A computer program written by Mr. Pugh automatically plays the highest-rated rendition of each scene, and it compiles those scenes on the fly, so the movie can change in real time depending on the ratings of users.
“I think the reason we won the Emmy is because this is an entirely new type of broadcast,” said Annelise Pruitt, the designer of the Uncut website. She calls it “crowd-sourced and code-directed art.”
For Ms. Pruitt, too, it has been a hobby.
The producers’ final work is a fully-edited fan film with the actual Star Wars soundtrack. They have told fans on their website that “we are working through the legal issues in order to bring that to everyone as soon as possible.”
Mr. Pugh said Lucasfilm, which is notoriously protective of the Star Wars brand, contacted him early in the creation of Uncut and told him that it wanted to support the project. Because Mr.

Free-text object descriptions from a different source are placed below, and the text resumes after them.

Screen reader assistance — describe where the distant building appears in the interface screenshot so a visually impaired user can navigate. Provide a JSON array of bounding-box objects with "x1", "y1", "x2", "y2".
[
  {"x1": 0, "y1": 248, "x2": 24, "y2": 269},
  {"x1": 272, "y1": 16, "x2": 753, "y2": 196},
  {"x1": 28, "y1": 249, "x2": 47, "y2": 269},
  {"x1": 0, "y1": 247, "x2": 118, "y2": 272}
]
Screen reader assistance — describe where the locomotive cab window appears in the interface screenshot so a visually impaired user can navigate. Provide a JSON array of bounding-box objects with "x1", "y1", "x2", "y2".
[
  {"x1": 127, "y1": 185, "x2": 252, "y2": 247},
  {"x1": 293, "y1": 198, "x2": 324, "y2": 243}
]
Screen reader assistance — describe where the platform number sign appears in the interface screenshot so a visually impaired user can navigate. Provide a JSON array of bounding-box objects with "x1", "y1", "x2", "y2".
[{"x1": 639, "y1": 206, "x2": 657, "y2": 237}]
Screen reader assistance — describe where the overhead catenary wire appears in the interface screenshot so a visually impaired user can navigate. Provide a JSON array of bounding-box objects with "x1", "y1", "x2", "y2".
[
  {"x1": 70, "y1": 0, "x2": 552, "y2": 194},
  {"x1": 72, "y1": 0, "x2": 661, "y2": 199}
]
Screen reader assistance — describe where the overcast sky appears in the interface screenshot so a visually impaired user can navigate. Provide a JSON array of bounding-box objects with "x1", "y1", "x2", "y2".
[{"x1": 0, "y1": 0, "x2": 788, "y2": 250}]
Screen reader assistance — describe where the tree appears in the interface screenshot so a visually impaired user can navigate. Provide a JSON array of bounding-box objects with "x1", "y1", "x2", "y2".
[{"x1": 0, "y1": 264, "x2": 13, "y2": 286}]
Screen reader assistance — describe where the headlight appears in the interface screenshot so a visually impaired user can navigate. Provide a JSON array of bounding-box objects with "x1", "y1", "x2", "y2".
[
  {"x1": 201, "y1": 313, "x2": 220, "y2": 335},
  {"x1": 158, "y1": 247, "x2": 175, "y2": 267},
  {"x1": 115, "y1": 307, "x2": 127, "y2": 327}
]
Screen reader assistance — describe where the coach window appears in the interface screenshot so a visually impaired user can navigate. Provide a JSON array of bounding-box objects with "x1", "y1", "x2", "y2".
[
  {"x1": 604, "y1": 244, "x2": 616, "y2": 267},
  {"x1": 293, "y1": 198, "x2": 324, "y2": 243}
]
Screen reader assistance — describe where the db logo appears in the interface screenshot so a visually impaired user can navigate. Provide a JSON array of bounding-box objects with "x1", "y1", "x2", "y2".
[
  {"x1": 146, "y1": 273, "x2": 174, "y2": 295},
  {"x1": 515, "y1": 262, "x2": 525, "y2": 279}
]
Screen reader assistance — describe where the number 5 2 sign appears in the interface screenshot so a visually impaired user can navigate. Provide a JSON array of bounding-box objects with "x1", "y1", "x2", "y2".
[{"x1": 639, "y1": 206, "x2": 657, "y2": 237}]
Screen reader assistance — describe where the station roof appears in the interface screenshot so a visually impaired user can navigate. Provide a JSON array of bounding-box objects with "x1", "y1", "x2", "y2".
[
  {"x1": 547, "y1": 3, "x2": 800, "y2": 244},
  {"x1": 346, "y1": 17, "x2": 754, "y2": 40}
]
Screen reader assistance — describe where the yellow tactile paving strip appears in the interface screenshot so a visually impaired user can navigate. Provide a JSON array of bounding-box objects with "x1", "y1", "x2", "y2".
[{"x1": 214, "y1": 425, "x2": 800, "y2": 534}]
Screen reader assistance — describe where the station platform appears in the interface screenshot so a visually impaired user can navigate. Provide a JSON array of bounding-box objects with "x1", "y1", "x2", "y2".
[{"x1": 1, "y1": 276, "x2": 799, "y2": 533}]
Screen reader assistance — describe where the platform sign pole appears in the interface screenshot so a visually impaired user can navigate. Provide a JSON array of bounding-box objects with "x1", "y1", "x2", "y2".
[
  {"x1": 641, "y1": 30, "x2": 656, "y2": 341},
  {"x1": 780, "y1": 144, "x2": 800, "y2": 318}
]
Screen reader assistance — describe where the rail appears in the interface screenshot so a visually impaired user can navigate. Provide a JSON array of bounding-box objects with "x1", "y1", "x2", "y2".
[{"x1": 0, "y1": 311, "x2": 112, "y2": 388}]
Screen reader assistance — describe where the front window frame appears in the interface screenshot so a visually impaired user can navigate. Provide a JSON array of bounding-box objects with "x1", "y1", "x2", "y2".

Pugh has signed a non-disclosure agreement, there is little he can say about the discussions with the company, except that “Lucasfilm isn’t out to make money on this, and neither am I.”
Lucasfilm said in a statement that “we are really pleased that they won an Emmy for their efforts” and that its long-time partner for fan productions, Atom Films, is in talks with the producers. Atom holds an annual Star Wars Fan Movie Challenge, which culminates in screenings of winning films on the Spike channel, and “we hope that some day Star Wars Uncut can air on Spike,” Lucasfilm said.
Already, the fully-edited film has been screened once, at a festival in Copenhagen in April, but Lucasfilm put off planned screenings in New York, Mr. Pugh said. He said he had hoped to start recutting The Empire Strikes Back this summer, but that, too, has been delayed.
Ms. Pruitt, Mr. Pugh, his brother Chad, and Mr. Wilkinson, paid $400 to submit Star Wars Uncut for an Emmy. “The real stars are the fans and contributors,” they wrote in a blog post when they were nominated.
In the interactive media category, they were up against websites tied to Glee, the Fox musical, and Dexter, the Showtime drama, but they were feeling confident when they flew here for last Saturday’s Creative Arts awards ceremony, a precursor to the Emmys ceremony that is on NBC on Sunday night. At the judging session in early August, “people were whispering ‘You’re gonna win,’ ” Casey Pugh said.
Aas the win sank in and the celebrating wound down, Ms. Pruitt posted a photo of the producers onstage on her blog. Echoing the team’s acceptance speech, she captioned it, “I guess the force was with us.”